Wie wahr, Selbsterkenntnis, Vorbild sein im eigenen Bemühen, und genau differenzieren, wo kann ich eine Anregung geben für den Anderen (wir sehen beim Anderen meist besser als bei uns selbst und benötigen deshalb auch das Feedback der Anderen für uns auf unserem Weg) und wo muss ich, so schmerzhaft es ist, schweigen, zuschauen, nur dabei bleiben, begleiten... Das ist oft am schwersten bei den Menschen, die man am meisten liebt. Für mich bleibt die Frage: wo muss ich aktiv werden gegenüber dem "Bösen" in der Welt, der Ungerechtigkeit, entsprechend dem Spruch: Wer Böses sieht und hindern kann und doch nichts tut ist schuld daran? Daran sind Menschen beteiligt, die in ihrem Prozess der Selbsterkenntnis nicht verstehen, dass ALLES was sie tun auch, oder vor allem Spuren in IHREM EIGENEN Lichtkörper hinterlässt.

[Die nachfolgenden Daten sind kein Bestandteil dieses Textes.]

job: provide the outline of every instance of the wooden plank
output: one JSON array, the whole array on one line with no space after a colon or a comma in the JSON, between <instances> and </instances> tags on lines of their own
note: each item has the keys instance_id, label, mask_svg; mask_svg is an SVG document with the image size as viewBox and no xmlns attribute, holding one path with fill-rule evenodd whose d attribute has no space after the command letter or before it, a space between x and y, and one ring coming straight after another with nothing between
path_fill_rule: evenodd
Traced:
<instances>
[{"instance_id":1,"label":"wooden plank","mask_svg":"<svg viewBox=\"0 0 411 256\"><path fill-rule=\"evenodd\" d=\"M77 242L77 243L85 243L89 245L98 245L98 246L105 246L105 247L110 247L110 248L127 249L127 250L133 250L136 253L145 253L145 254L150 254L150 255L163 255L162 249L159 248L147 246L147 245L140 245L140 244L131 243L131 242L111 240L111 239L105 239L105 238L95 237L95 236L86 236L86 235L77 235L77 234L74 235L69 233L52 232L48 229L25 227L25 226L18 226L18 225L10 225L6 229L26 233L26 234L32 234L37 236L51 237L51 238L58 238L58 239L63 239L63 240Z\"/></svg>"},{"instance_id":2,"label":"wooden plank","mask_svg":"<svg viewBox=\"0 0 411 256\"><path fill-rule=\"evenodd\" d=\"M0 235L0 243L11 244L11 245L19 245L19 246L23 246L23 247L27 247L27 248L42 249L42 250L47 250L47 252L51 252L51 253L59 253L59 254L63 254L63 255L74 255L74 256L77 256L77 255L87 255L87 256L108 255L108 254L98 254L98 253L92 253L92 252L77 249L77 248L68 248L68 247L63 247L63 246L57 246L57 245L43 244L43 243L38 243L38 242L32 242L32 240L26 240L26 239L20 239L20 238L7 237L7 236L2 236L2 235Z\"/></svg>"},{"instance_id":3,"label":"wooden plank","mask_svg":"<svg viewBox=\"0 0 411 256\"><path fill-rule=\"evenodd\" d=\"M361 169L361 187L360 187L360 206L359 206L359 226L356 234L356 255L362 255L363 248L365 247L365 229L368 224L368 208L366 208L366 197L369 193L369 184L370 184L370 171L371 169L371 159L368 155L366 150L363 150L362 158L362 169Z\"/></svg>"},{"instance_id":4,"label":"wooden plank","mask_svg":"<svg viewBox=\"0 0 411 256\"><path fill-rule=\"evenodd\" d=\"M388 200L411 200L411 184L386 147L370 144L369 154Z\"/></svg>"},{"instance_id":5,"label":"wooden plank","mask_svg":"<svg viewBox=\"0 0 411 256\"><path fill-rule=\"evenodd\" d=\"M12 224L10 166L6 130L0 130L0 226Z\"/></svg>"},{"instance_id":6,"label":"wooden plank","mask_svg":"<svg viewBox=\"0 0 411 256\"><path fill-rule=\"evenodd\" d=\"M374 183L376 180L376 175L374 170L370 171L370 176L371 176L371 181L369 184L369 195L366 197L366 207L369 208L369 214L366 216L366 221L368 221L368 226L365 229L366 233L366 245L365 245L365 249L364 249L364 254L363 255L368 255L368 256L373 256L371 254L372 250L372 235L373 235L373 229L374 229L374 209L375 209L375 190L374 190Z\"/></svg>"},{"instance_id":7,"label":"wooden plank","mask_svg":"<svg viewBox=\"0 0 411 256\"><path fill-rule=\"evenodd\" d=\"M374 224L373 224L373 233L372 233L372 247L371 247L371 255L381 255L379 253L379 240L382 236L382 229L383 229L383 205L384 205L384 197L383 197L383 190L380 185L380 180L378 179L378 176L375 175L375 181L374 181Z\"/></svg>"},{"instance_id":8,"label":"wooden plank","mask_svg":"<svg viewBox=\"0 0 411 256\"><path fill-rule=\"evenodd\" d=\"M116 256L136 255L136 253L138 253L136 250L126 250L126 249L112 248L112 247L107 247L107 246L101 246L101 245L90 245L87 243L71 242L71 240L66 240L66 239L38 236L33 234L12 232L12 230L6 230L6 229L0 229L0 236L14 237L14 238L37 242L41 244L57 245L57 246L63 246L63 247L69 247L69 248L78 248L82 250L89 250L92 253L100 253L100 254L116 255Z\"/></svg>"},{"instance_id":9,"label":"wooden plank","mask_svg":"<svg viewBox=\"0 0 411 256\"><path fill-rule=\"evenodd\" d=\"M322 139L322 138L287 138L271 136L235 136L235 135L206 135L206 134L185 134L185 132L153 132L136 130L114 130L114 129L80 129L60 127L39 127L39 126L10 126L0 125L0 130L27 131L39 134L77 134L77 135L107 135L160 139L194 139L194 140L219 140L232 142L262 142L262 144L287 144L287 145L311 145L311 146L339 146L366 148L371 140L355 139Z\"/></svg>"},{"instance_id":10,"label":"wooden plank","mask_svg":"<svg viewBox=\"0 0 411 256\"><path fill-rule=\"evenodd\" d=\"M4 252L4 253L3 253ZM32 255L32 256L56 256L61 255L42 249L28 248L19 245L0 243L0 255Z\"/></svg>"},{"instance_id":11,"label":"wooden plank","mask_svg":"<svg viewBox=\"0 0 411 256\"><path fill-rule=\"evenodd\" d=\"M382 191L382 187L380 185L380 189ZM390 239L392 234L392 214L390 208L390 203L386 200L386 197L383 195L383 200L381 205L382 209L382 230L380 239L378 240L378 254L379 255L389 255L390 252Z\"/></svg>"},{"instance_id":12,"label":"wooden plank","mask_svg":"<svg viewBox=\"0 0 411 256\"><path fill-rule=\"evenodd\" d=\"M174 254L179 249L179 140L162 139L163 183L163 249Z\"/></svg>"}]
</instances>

Wunderbar geschrieben und enthält auch so einige Gedanken, die ich mir in letzter Zeit gemacht habe. Wer sagt denn, dass man selbst die "richtige" Einstellung, Sichtweise, Lebensweise etc. pp. hat? Ist es nicht unglaublich arrogant zu glauben, dem anderen sagen zu können oder gar zu müssen, was richtig und was falsch ist? Wie fühle ich mich, wenn mir jemand sagt, was das Beste für mich ist? Was nützt mir das? Würde ich die Dinge annehmen? Im besten Fall, aber auch nur dann, würde ich mir wirklich Gedanken machen - in den meisten Fällen, stände ich dem ablehnend gegenüber. Und wenn ich so denke und fühle - wie kann ich dann glauben, dass der andere es im umgekehrten Fall wundervoll findet?
Mal wieder trifft das Sprichwort in mehr als einer Hinsicht zu: Jeder sollte zuerst vor seiner Tür kehren.
So gesehen kann ich nur mich selbst und andere ermuntern Selbstverantwortung für sich und sein Leben zu übernehmen.